I must now close this epistle; I have many letters to prepare for friends, to whom I can only write when I have the opportunity of free conveyance, the inland postage being very high; and you must not only pay for all you receive but all you send to and from New York.
Adieu, my kindest and best of friends.
Douro, May 1st, 1833.
APPENDIX
[The following Communications have been received from the Writer of this Work during its progress through the Press.]
MAPLE-SUGAR.
THIS spring I have made maple-sugar of a much finer colour and grain than any I have yet seen; and have been assured by many old settlers it was the best, or nearly the best, they had ever met with: which commendation induces me to give the plan I pursued in manufacturing it. The sap having been boiled down in the sugar-bush from about sixteen pailsful to two, I first passed it through a thin flannel bag, after the manner of a jelly-bag, to strain it from the first impurities, which are great. I then passed the liquor through another thicker flannel into the iron pot, in which I purposed boiling down the sugar, and while yet cold, or at best but lukewarm, beat up the white of one egg to a froth, and spread it gently over the surface of the liquor, watching the pot carefully after the fire began to heat it, that I might not suffer the scum to boil into the sugar. A few minutes before it comes to a boil, the scum must be carefully removed with a skimmer, or ladle,—the former is best.
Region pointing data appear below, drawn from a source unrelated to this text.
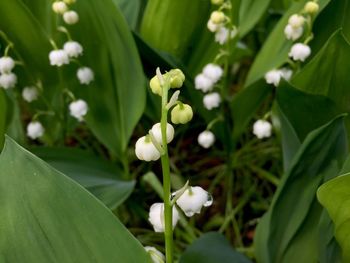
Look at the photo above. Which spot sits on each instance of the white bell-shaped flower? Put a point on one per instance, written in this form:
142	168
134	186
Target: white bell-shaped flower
193	199
35	130
85	75
145	150
206	139
157	132
59	7
156	217
30	94
296	20
155	254
6	65
203	83
262	129
8	80
71	17
78	109
73	49
213	71
273	77
58	57
300	51
212	100
293	33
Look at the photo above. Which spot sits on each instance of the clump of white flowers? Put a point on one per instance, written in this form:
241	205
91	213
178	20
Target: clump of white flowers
193	199
8	79
30	94
78	109
156	255
206	139
35	130
262	129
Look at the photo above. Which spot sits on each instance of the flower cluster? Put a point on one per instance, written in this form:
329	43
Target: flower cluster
220	24
8	79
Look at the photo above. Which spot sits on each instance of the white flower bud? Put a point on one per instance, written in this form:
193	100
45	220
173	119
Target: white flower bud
71	17
217	2
8	81
217	17
35	130
273	77
157	132
78	109
286	73
145	150
156	256
85	75
181	114
213	71
296	21
6	65
193	199
156	216
59	7
206	139
293	33
222	35
212	100
73	49
300	52
262	129
213	27
58	58
203	83
30	94
311	7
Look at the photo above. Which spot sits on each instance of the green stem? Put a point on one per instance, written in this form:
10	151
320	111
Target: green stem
168	211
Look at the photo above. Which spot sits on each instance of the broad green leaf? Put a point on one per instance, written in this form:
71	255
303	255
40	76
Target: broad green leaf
174	26
212	248
246	103
319	157
315	110
3	115
47	217
334	196
327	73
99	176
250	13
274	52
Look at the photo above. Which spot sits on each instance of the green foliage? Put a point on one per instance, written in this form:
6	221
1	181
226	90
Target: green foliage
46	217
334	196
212	248
100	177
319	158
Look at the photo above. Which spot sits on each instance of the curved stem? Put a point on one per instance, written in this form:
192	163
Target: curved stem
168	211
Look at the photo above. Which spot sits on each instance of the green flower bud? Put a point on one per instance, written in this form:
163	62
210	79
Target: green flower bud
181	113
217	2
311	7
155	86
177	78
217	17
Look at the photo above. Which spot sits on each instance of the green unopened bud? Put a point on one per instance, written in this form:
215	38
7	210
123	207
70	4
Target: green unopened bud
155	86
69	2
217	17
311	7
181	113
217	2
177	78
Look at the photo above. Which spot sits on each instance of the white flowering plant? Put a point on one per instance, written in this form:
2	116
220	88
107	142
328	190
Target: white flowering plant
174	131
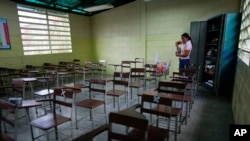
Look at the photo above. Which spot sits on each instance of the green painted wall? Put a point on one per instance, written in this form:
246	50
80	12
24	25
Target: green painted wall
241	94
14	58
142	29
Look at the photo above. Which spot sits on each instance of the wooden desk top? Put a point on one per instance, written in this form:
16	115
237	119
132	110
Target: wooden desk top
29	104
76	87
176	97
131	111
27	79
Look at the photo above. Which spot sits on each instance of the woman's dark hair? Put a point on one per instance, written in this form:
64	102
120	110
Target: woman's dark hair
186	35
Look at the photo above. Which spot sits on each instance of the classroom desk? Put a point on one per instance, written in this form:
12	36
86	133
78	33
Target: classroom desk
27	80
27	104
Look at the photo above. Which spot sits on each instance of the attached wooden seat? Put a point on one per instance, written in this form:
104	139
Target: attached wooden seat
138	76
154	133
54	119
95	86
8	115
49	121
164	108
121	80
117	93
5	137
90	103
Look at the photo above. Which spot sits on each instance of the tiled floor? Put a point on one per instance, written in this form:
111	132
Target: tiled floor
209	120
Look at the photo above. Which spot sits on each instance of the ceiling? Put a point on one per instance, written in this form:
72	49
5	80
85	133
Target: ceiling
83	7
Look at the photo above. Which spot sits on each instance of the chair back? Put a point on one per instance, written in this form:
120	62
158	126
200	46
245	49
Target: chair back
129	122
64	92
125	65
137	73
139	61
97	85
122	79
150	68
147	100
173	87
76	61
7	108
138	76
190	73
17	86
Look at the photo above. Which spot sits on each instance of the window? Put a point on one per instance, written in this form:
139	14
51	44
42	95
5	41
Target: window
44	31
244	41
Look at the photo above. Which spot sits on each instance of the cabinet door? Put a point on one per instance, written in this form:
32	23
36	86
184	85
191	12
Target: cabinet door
197	30
228	54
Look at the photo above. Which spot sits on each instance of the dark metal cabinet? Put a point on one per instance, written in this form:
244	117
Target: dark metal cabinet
220	53
197	30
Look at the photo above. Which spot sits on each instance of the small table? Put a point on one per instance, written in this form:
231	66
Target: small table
76	88
27	80
26	104
115	66
58	74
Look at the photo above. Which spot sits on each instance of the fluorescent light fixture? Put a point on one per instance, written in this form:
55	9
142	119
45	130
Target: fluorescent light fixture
99	7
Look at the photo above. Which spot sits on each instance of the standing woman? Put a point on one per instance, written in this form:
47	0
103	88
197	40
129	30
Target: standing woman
184	48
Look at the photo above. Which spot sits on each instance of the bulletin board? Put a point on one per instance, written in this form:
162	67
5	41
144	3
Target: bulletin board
4	35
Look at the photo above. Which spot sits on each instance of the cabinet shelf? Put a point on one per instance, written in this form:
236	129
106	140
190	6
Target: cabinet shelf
212	45
213	30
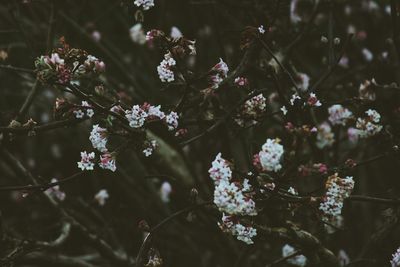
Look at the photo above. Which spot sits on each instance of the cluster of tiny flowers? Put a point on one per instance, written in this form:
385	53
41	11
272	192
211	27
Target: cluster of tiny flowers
138	115
251	109
325	136
61	66
164	70
87	161
313	101
337	190
148	151
339	115
396	259
241	81
85	111
242	232
55	191
172	120
294	98
298	260
304	81
270	155
98	137
369	126
220	170
165	192
145	4
366	90
218	73
107	162
101	197
137	35
232	198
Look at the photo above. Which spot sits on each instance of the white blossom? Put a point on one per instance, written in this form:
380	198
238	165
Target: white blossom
87	161
98	137
172	120
137	34
145	4
325	136
271	155
164	70
396	259
220	170
107	162
148	151
242	232
339	115
369	126
175	33
337	190
55	191
101	197
231	197
165	191
136	116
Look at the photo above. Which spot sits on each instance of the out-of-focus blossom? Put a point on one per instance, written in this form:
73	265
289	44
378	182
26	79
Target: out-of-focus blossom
339	115
175	33
165	192
137	34
165	69
101	197
298	260
107	162
87	161
145	4
325	136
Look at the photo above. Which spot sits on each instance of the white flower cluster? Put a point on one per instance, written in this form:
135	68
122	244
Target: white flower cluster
55	191
396	259
298	260
138	115
101	197
80	114
172	120
148	151
369	126
339	115
337	190
232	198
271	155
251	109
325	136
145	4
218	73
87	161
242	233
165	192
313	100
164	70
220	170
137	34
98	137
107	162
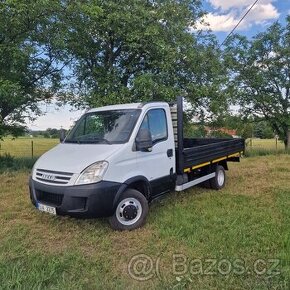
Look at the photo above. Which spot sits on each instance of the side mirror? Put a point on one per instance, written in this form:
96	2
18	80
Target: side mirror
61	135
144	140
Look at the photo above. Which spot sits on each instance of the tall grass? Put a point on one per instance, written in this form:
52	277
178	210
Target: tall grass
253	152
10	163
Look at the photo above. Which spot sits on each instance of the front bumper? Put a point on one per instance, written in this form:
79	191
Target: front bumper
82	201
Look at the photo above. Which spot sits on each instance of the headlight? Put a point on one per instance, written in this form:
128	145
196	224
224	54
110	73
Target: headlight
94	173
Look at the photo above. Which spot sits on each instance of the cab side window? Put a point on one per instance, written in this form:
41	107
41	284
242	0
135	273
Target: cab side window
155	121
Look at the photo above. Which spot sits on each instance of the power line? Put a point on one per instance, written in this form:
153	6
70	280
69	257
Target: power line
248	11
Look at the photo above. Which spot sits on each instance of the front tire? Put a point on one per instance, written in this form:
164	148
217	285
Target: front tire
131	211
219	181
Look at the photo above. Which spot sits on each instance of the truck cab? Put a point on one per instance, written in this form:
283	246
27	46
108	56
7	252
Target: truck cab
117	159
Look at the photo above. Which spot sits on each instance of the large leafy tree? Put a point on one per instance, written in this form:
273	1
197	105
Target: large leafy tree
30	64
260	73
127	51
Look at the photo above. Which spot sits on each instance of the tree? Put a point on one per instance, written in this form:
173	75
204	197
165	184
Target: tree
30	64
129	51
260	76
263	130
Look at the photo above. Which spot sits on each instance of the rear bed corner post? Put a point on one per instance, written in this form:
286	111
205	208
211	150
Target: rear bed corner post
180	159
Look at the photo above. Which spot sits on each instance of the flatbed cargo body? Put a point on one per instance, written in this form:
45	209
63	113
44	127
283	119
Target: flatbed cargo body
199	152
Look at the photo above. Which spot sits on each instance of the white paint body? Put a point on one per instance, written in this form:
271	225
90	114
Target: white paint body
124	161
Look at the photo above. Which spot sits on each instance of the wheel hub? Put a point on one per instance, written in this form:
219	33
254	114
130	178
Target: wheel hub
130	212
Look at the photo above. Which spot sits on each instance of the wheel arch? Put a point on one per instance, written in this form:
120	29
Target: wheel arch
140	183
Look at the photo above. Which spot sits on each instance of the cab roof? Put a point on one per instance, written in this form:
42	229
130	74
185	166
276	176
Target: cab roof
128	106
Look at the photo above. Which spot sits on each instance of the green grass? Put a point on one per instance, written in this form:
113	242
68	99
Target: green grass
264	147
248	220
22	147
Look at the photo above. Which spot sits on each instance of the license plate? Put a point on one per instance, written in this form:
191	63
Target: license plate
46	208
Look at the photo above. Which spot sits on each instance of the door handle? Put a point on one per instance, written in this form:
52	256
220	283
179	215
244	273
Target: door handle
170	152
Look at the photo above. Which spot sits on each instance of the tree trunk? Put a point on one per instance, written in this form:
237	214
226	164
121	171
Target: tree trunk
287	141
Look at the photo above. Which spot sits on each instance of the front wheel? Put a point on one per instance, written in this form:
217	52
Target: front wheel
218	182
131	211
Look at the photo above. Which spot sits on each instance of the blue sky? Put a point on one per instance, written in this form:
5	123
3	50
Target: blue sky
222	16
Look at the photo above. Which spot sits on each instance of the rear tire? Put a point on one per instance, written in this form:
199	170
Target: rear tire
131	211
219	181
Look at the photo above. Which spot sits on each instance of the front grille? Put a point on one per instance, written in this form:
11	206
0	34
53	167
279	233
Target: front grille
51	198
53	177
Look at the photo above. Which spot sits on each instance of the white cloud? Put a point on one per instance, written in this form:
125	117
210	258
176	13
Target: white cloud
229	13
225	5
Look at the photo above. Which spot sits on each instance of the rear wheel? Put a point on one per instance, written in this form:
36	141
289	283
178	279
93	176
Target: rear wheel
131	211
218	182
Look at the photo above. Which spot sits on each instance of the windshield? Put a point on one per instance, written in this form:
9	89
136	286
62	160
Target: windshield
104	127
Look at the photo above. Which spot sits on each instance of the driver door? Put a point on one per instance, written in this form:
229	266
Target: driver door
157	165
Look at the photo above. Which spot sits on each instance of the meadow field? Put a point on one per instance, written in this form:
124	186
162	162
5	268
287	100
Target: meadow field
22	147
236	238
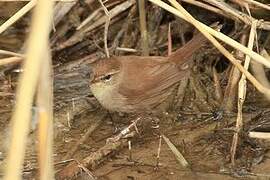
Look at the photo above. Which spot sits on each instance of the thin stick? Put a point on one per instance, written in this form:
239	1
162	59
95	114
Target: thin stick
106	28
259	135
180	158
5	52
256	3
17	15
255	56
38	40
181	12
10	60
242	87
45	131
144	34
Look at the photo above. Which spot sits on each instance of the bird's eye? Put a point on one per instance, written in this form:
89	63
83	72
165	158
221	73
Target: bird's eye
107	77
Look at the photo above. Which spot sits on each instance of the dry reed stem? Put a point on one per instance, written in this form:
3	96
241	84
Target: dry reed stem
10	60
5	52
256	3
181	12
143	29
208	7
259	135
45	131
17	15
231	11
255	56
37	43
242	87
175	151
106	28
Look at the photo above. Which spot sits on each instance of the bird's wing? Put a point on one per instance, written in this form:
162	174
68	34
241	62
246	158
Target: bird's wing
158	75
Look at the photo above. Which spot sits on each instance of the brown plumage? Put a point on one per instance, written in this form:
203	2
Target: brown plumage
137	83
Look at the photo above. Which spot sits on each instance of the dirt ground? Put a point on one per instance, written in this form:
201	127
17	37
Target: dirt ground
196	120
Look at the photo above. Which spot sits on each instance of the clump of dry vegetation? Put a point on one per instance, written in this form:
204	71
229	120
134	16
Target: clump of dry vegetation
216	125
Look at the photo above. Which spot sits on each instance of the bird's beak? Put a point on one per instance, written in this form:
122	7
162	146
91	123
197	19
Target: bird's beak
91	76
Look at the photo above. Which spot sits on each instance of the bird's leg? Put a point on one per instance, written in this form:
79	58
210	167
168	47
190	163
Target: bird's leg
126	131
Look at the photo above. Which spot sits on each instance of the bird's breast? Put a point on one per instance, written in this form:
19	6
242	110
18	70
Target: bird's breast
109	97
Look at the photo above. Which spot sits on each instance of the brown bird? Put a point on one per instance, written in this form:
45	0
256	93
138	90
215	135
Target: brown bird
139	83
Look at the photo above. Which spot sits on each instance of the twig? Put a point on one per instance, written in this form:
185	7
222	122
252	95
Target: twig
242	95
144	34
38	41
84	138
17	15
207	31
259	135
258	4
238	14
78	36
175	151
210	8
106	28
255	56
10	60
169	40
45	130
5	52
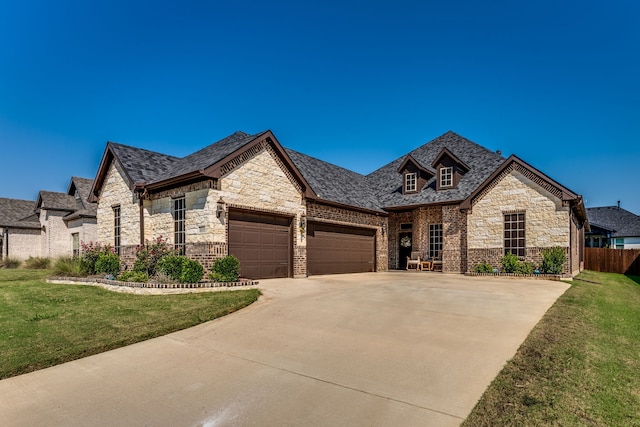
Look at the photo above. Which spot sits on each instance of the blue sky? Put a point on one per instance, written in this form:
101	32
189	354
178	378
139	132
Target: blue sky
355	83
I consider that on the care taken to remove every particle of scum depends, in a great measure, the brightness and clearness of the sugar. The best rule I can give as to the sugaring-off, as it is termed, is to let the liquid continue at a fast boil: only be careful to keep it from coming over by keeping a little of the liquid in your stirring-ladle, and when it boils up to the top, or you see it rising too fast, throw in a little from time to time to keep it down; or if you boil on a cooking-stove, throwing open one or all the doors will prevent boiling over. Those that sugar-off outside the house have a wooden crane fixed against a stump, the fire being lighted against the stump, and the kettle suspended on the crane: by this simple contrivance, (for any bush-boy can fix a crane of the kind,) the sugar need never rise over if common attention be paid to the boiling; but it does require constant watching: one idle glance may waste much of the precious fluid. I had only a small cooking-stove to boil my sugar on, the pots of which were thought too small, and not well shaped, so that at first my fears were that I must relinquish the trial; but I persevered, and experience convinces me a stove is an excellent furnace for the purpose; as you can regulate the heat as you like.